Here begins a series of blog thoughts from me on the state of the world and filmmaking in 2021, after humanity decided to go headlong into a full dystopia like you see in the movies. There will in the future be many great cinematic masterpieces about our plight as citizens in the year 2020. Anyone who has seen Black Mirror writer Charlie Brooker’s “Death to 2020” on Netflix can see for themselves the historic plot twists and sheer lunacy of what we’ve been going through the past year.
The overriding themes for me are very interesting and the basis probably for a very good script. Number one, the insane stupidity compounding all of our problems right now. Number two, the status of the truth and why people turn to conspiracy and superstition when faced with hard facts they don’t like. Exhibit A) The British Prime Minister Boris Johnson shaking hands with coronavirus patients and putting himself in intensive care as a result. Exhibit B) All those loony conspiracists and covidiots, some in charge of entire countries, others packed into crowded beaches and shops during the summer as if it was all over.

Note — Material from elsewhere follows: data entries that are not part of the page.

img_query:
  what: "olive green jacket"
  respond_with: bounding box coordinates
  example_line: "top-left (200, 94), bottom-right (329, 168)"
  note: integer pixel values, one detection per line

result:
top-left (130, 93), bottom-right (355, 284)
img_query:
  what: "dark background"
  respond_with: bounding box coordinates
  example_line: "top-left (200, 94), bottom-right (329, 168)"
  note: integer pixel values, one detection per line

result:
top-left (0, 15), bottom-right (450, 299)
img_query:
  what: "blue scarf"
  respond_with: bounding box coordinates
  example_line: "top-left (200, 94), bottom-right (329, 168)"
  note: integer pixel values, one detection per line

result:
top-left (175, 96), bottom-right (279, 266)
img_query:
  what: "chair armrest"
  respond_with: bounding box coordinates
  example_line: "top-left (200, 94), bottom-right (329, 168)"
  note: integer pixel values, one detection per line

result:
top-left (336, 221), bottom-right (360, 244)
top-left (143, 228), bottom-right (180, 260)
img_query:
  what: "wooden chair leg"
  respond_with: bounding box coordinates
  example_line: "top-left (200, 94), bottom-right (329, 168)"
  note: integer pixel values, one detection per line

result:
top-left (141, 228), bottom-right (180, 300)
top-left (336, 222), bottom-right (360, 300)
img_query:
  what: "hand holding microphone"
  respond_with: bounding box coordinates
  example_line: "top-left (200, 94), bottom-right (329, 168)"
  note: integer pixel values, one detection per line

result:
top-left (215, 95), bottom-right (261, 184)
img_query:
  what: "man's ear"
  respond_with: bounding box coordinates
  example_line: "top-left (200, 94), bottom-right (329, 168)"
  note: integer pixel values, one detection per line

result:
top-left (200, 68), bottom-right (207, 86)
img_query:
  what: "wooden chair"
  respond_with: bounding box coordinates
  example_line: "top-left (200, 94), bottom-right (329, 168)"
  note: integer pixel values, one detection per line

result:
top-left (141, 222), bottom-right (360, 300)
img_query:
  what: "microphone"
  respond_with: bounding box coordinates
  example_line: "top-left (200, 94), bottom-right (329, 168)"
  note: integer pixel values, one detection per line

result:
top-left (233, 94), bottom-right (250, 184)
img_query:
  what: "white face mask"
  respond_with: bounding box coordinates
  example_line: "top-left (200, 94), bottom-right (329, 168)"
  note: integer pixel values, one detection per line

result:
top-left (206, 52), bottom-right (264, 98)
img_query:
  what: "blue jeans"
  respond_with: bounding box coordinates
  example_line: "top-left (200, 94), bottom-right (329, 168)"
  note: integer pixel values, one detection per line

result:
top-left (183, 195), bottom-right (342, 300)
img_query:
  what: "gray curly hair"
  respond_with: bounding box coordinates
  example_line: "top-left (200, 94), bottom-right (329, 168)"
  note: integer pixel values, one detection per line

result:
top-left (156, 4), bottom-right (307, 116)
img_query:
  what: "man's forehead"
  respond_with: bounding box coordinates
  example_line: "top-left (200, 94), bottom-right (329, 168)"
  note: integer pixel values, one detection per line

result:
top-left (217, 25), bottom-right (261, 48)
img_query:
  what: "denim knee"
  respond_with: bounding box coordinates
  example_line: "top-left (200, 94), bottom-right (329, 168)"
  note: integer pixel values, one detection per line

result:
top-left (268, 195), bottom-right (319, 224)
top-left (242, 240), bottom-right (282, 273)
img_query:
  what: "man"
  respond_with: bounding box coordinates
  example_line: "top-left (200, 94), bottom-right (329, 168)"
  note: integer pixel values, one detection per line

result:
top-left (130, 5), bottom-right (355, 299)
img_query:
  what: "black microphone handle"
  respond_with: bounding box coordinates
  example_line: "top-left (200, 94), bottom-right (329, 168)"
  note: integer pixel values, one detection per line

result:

This battle boils down to the beliefs of individuals, versus what’s right for the collective good of society and what scientific truth tells us. When I see the residents of Paris fleeing the government, due to arbitrary restrictions, I feel for them. The battle for our freedoms, versus the urgent containment of a public health crisis was never going to be easy for the French.
Then in Russia, the truth is pretty much what you can get away with. If a lie serves a means to an end, or makes you money, then it’s pretty much par for the course. I’ve been thinking about how our relationship with the truth is drastically changing like it has for the Russians, and we’re becoming more and more like RT News. When Angela Merkel gave her New Year’s Eve address from Berlin earlier this week, I couldn’t help being repulsed by the sheer logic and factual content of it. In her speech, I wanted to see some inspiration, some patriotism, some aspiration, some hope. I just got a bunch of dry facts telling it like it is and then felt like killing myself afterwards.
When the truth is so dark…
People will turn to fantasy and demigods.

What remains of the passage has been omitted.